I presume that the parallelisation point was with reference to the point made by the article, that the calculation of means and variances can be parallelised, so large datasets can be dealt with efficiently.

Is there something else you are missing?

[0] http://en.wikipedia.org/wiki/Distribution_fitting

1 comments

Okay, from the Wikipedia article, distribution fitting appears to be what I feared it might be.

I'd never do anything like that and would advise others not do also.

Why? Because it is not the least bit clear just what the heck you get.

Next, likely you should not fit at all. Instead, if want to use some distribution with parameters, e.g., Gaussian, uniform, exponential, then just estimate the parameters and not the distribution.

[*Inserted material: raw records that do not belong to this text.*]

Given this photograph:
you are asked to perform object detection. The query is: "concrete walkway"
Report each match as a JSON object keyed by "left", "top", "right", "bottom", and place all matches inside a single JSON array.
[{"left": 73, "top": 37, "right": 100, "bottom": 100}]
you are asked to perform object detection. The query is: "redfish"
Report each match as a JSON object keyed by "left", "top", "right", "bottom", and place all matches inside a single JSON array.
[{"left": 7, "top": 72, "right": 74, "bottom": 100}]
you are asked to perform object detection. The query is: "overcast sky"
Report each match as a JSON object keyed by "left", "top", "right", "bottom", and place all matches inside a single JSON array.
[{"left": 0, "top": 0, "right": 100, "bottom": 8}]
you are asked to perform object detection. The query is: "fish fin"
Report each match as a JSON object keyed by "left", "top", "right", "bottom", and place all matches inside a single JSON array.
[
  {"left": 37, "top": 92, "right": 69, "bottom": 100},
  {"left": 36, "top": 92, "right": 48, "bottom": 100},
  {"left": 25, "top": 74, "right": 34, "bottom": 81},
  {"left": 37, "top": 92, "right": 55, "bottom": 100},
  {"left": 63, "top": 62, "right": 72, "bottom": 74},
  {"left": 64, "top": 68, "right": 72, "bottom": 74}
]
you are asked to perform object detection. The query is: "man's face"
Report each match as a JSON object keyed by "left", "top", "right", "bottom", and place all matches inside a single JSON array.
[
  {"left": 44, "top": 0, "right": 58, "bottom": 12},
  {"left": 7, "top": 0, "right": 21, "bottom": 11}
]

E.g., if you know that the data is independent, identically distributed Gaussian, then take the sample mean and sample variance and let those be the two parameters in the Gaussian distribution. In that case, will know that the expectation and variance of the distribution are the same as in your data, and that's good.

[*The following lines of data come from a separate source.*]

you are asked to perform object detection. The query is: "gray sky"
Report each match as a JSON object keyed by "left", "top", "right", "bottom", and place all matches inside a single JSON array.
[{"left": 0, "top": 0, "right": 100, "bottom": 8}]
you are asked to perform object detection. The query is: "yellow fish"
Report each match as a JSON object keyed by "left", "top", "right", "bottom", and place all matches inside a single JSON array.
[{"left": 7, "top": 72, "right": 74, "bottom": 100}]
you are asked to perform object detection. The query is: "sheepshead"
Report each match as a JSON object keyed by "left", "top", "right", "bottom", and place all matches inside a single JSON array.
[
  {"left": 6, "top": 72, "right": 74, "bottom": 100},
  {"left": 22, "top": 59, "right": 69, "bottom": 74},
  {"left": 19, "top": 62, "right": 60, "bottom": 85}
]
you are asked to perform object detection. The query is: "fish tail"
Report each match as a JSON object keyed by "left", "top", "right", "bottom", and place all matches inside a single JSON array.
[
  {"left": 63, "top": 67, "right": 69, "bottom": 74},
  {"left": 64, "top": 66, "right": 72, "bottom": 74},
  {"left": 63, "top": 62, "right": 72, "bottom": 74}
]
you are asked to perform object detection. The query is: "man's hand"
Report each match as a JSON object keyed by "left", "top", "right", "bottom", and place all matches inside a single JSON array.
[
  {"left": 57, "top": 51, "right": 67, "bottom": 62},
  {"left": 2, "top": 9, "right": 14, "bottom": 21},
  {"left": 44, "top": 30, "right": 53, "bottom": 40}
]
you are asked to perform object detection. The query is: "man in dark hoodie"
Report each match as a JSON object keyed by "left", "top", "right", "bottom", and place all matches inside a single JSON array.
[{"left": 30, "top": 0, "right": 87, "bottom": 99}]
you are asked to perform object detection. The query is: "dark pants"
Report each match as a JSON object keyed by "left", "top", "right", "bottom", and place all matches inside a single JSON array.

That sample mean and variance are sufficient statistics for the Gaussian is also a biggie.

And look into the situation for the rest of the exponential family.

See also the famous

Paul R. Halmos, "The Theory of Unbiased Estimation", 'Annals of Mathematical Statistics', Volume 17, Number 1, pages 34-43, 1946.

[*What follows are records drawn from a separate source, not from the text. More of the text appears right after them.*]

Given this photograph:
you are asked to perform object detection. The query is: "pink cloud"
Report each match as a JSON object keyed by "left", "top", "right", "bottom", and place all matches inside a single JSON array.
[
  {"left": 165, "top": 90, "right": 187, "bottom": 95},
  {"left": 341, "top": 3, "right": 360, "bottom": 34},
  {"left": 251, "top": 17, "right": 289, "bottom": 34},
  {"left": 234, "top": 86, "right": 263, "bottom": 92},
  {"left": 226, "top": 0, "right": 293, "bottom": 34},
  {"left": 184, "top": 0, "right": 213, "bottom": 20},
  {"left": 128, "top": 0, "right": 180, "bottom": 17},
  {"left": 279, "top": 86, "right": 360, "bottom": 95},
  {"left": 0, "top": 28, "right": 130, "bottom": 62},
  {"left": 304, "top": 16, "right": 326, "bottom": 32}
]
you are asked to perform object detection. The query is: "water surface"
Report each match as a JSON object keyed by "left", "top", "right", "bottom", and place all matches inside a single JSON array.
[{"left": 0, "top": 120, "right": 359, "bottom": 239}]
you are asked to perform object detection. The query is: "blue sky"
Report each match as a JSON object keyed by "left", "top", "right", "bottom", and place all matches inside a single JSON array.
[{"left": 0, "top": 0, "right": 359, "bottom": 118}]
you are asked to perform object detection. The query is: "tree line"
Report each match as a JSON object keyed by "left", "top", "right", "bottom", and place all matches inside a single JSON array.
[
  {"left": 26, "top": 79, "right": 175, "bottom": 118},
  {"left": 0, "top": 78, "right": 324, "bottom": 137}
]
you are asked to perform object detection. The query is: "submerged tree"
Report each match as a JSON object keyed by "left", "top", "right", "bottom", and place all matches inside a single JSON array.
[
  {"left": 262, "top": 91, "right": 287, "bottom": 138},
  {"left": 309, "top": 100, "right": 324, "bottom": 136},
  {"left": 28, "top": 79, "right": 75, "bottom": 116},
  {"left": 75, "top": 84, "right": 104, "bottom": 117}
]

If want to find the variance of a large data set, then how much accuracy do you want? Generally, sample variance from a few hundred numbers will be okay, and then don't need to consider execution on parallel computer hardware.

R. Hamming once wrote, "The purpose of computing is insight, not numbers."

Along that line, finding sample mean and variance of a huge data set promises little or no more "insight" than just sample mean and variance of an appropriately large sample. Of course, we are assuming that the data is independent and identically distributed so that a good sample is easy to find.

I don't know what you inferred from the wiki article, but of course "to fit a gaussian" is to find the parameters describing it, in this case mean and variance.

Look at the "Techniques", the first three are :

"Parametric methods, by which the parameters of the distribution are calculated from the data series.[2] The parametric methods are: method of moments method of L-moments[3] Maximum likelihood method[4]"

which if you work them out you get exactly what you'd expect.